After Copenhagen – What Now?

Details

Author(s):
Publish Date:
January 6, 2010
Publication Title:
Daily Journal
Format:
Op-Ed or Opinion Piece Page(s) 6
Citation(s):
  • Deborah A. Sivas, After Copenhagen - What Now?, Daily Journal, January 6, 2010, pg. 6.
Related Organization(s):

Abstract

With the disappointing, but not unexpected, Copenhagen climate summit behind us, the sixty-four-thousand-dollar question here at home remains unanswered: Will Congress act on climate legislation this year? In the absence of any significant legislative progress, the Environmental Protection Agency upped the ante heading into the Copenhagen conference with its finding that greenhouse gas emissions contribute to air pollution that endangers public health and welfare. The next domestic battle in the climate wars was thereby joined.

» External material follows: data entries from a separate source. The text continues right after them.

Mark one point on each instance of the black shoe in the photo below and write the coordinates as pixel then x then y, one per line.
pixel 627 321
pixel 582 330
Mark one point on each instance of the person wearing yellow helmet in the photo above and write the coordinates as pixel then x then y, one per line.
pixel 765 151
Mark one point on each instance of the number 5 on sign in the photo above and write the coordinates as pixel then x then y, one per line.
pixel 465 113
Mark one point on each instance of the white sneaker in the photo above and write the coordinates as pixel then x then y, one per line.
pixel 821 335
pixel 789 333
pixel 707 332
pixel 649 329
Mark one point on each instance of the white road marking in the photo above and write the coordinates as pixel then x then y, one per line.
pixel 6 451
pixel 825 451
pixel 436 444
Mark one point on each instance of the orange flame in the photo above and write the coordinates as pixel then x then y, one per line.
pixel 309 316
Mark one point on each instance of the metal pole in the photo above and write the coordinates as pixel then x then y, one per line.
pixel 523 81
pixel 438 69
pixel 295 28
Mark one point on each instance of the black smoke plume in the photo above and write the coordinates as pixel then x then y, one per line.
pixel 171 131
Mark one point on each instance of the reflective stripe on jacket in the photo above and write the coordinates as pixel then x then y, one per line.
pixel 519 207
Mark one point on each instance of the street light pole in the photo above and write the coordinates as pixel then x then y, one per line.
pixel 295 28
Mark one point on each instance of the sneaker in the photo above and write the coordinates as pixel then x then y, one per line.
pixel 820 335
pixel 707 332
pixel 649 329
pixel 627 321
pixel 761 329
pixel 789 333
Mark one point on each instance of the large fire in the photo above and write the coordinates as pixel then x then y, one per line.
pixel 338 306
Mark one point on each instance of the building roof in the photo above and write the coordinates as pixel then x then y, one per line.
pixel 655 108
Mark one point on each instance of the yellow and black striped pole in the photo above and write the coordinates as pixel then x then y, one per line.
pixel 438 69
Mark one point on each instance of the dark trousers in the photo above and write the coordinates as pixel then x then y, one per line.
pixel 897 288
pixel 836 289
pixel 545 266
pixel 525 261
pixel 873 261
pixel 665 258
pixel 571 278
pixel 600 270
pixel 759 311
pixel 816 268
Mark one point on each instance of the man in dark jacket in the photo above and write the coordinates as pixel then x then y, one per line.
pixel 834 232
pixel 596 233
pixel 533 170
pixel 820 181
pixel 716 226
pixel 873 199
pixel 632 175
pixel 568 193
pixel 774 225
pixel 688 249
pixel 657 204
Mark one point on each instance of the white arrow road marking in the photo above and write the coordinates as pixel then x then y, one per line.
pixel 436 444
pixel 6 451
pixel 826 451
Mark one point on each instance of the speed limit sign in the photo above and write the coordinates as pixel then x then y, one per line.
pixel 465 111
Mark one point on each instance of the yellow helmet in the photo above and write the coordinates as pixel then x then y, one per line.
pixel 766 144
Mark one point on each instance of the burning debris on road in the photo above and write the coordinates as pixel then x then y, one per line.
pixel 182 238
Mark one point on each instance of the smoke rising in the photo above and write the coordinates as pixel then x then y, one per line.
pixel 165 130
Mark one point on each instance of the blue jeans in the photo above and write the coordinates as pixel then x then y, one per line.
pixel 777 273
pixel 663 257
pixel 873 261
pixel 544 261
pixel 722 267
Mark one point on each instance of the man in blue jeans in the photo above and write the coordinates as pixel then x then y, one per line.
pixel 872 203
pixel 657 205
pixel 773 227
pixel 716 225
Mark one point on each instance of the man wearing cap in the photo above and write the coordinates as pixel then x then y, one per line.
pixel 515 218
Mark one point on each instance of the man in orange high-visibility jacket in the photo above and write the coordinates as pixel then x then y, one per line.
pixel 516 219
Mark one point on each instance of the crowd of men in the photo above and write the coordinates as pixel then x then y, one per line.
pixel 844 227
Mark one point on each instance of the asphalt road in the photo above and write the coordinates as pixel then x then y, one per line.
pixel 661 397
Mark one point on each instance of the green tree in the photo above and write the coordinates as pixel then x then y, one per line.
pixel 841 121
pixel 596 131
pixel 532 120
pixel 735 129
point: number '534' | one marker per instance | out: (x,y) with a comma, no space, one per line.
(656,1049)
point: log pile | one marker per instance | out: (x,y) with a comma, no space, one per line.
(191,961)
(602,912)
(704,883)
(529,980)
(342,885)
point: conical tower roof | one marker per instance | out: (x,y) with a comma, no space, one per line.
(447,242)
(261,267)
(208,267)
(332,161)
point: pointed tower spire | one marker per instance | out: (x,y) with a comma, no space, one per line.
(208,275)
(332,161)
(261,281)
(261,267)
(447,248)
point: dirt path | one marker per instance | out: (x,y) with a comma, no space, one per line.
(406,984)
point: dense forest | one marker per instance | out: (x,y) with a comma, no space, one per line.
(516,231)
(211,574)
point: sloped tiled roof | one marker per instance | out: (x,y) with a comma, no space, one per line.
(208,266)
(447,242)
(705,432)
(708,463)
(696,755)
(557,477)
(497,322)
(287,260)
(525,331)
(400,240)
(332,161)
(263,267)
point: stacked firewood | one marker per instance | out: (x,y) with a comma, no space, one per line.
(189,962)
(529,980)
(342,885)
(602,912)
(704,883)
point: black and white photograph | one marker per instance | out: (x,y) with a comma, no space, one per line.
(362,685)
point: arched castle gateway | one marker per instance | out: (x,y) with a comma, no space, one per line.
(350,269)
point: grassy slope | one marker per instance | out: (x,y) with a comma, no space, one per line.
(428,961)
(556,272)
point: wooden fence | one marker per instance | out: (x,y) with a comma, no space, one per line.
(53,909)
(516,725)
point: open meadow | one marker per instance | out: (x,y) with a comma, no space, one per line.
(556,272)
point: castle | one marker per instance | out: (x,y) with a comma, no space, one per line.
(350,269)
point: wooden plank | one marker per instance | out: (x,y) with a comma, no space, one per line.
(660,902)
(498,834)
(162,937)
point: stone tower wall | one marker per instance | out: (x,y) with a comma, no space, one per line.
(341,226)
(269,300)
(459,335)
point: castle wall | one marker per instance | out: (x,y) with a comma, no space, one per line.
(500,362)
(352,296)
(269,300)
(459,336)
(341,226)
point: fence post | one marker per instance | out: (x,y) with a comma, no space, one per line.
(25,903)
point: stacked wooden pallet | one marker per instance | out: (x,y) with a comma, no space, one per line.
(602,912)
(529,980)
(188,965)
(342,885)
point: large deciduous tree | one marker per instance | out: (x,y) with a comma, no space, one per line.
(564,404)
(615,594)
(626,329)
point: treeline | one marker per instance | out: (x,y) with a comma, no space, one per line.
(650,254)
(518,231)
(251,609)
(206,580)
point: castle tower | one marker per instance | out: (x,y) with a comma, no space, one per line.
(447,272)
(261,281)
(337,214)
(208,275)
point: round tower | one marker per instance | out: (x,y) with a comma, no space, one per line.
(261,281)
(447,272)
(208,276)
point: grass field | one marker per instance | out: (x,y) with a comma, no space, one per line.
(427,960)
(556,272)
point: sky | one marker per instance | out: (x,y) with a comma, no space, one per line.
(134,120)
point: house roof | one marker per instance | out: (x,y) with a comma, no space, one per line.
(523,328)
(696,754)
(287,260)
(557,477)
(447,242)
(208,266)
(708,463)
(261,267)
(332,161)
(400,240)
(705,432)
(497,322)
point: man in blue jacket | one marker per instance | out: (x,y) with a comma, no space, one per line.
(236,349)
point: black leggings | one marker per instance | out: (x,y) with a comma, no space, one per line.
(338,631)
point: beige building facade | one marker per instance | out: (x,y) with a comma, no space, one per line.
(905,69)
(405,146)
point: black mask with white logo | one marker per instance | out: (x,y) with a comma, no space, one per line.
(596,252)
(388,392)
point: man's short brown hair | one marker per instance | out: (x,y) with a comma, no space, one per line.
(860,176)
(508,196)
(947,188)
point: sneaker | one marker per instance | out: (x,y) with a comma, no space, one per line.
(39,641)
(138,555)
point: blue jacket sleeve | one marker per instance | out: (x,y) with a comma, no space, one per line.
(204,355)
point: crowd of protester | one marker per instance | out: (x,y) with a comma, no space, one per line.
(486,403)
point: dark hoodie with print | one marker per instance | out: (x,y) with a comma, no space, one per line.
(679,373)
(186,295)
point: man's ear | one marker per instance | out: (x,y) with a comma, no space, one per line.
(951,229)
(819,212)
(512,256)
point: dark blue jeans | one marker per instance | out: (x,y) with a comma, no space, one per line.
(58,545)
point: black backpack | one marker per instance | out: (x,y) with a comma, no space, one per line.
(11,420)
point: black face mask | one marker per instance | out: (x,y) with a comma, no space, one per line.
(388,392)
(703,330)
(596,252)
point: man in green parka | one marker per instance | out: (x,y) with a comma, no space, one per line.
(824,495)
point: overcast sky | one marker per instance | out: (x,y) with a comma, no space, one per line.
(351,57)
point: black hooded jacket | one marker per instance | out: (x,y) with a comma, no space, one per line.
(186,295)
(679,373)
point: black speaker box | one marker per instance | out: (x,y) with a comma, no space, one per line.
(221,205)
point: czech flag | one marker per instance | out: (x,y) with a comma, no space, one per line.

The “endangerment finding” was long in coming and has potentially significant consequences for all of us. Several years ago, Massachusetts and others petitioned the Environmental Protection Agency, under a provision of the Clean Air Act, to declare that greenhouse gas emissions from motor vehicles endanger public health and welfare. A finding of endangerment triggers EPA’s obligation to begin controlling those emissions. The Bush Administration declined to play ball, taking the position that greenhouse gases are not pollutants under the law and refusing to engage on the matter. Resulting litigation worked its way to the U.S. Supreme Court, which begged to differ. In 2007, the court ordered EPA to respond to the petition.

The most immediate impact of the endangerment finding will be increased average fuel economy standards for cars and trucks, starting with model year 2012. That part is easy. A deal has already been forged with the auto industry to increase mileage standards steadily over the next several years, although the target of 35 miles per gallon by 2020 is hardly revolutionary. Most other industrialized countries already have significantly higher efficiency standards.

The much harder part is what to do with everything else. The Clean Air Act contains the same endangerment trigger for stationary sources of air pollution. Having made the endangerment finding, EPA must now figure out how to regulate greenhouse gas emissions (primarily carbon dioxide) from all non-vehicle sources. We have known since the summer that EPA is focused on developing performance standards for major industrial polluters.

But some in the environmental community are pushing for more comprehensive regulation under the Clean Air Act. In early December, two groups filed their own petition with EPA, seeking to have the agency establish national pollution limits for greenhouse gases. National pollution limits differ from the emissions caps envisioned in various climate bills now before Congress. Those bills allocate rights to emit greenhouse pollutants and create a market where such rights can be bought and sold. National pollution limits, by contrast, are actual air quality target levels, much like the ozone and particulate standards with which many Californians are familiar. Once targets are established, it is largely up to state and local governments to achieve them through control measures developed in a state implementation plan.